Claire's head drooped and so did her eyelids; she slowly crushed her cigarette down into an ash tray upon the table. "You do think I'm a fool," she said in a low voice. "It seems a little unjust when I did only what I thought you wanted me to do. I didn't want to do it. Do you think I wanted to go away from you and walk with Arturo? I suppose you'll tell me now that you didn't suggest my being nice to him, either!"

"No," Orbison said. "I didn't."

She looked up slowly. "No?"

"I didn't suggest your doing anything at all," he insisted. "Certainly not that you be 'nice' to a young man obviously suffering on your account—not unless you meant to accept him. Naturally, if you didn't mean to do that, your being 'nice' to him would only increase his torture."

"Well, then," she said, smiling suddenly. "I've pleased you about that, at least. I was the very devil to him! When we got back from our walk just now we had rather a scene; he virtually denounced me as a trifler. Then he stalked off, and I don't know when he'll be back. That is to say, my being 'nice' to him because you suggested it merely made us both wretched and on that account I'm sure you're pleased with me at last, Mr. Orbison!"

"Pleased with you at last!" he repeated in a tone ironically rueful; and he laughed. "Much you bother yourself whether I'm pleased with you or not!"

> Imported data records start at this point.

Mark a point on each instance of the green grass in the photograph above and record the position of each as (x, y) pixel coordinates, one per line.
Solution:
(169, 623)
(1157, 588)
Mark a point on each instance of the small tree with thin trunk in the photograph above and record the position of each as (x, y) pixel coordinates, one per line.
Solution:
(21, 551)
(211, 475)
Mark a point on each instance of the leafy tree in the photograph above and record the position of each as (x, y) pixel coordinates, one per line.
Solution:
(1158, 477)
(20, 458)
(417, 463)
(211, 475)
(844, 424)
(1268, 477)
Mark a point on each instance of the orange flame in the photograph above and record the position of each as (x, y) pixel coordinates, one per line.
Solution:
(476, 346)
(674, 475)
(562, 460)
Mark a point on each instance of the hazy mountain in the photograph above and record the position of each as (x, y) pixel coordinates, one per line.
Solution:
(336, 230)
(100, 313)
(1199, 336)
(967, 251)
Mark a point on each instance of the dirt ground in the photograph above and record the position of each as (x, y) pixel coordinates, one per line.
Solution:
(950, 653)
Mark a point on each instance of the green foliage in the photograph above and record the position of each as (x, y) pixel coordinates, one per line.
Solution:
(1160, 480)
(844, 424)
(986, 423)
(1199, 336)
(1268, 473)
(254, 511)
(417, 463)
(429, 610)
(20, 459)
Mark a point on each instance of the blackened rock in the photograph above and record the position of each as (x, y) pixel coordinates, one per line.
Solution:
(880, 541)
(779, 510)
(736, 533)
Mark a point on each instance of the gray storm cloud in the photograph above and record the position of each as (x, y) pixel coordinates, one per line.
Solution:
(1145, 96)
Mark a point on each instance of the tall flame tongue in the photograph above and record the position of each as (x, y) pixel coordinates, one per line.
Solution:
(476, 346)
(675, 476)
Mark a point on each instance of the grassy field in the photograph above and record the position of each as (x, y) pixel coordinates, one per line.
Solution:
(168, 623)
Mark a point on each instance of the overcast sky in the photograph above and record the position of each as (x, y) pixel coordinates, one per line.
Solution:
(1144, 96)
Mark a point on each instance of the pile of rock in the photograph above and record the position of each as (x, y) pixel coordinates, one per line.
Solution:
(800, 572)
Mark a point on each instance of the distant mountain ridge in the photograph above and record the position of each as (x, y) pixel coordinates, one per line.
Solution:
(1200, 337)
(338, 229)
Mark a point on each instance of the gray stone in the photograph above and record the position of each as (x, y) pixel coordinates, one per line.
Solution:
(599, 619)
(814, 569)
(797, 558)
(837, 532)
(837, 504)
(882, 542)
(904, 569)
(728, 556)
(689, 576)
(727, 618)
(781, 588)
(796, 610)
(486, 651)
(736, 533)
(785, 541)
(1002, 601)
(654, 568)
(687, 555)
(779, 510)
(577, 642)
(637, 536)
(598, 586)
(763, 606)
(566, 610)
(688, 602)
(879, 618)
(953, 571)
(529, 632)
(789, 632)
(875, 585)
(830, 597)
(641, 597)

"No," she returned. "That won't do." She put her forearms on the table and leaned toward him, keeping her gaze gravely and unwaveringly upon his. "I'm serious; it won't do. You know how much I care to please you and I know you know it."

"I don't," he protested; and as his pallid cheeks once more showed colour in response to words of hers, pain came into his eyes, and he had the look of a man who struggles, but struggles feebly, through lack of strength. "I don't know anything of the kind. It's nonsense, and you mustn't——" He contrived to utter another laugh. "You are an astonishing young woman, I must say! Is your conception of ethics based solely upon the pleasing of the nearest available man?"

"Go on," she said, not moving, nor letting her eyes fall from his. "'The nearest available man,' you say. Very well—insult me all you please! We both know that pleasing you is all I care about; but something you don't know is that I've already pleased you more than anyone else ever did. I know it, though; and do you think that while I have that in my mind I'll ever give up going on trying to please you? Do you?"

He seemed to struggle with an increasing pain. "Upon my word, I don't know what you're talking about."

"Yes, you do," she said, and her eyes grew brighter; her voice was tremulous but happy. "We both know."

"Indeed I—I——" Stammering, he made an effort to rise from his chair; but he had no strength, and, in difficulties with the table, could not at once get upon his feet. His sister, coming into the corridor at that moment, ran to help him.

"Charles!" she cried. "You might have fallen! Why didn't you ask Miss Ambler to help you?"

Claire answered her, but kept her eyes upon the flushed and panting invalid. "He knew I wouldn't," she said. "Not to help him get away!" And at that the stout and hearty Miss Orbison, after a sharper glance at both of them, looked seriously disturbed.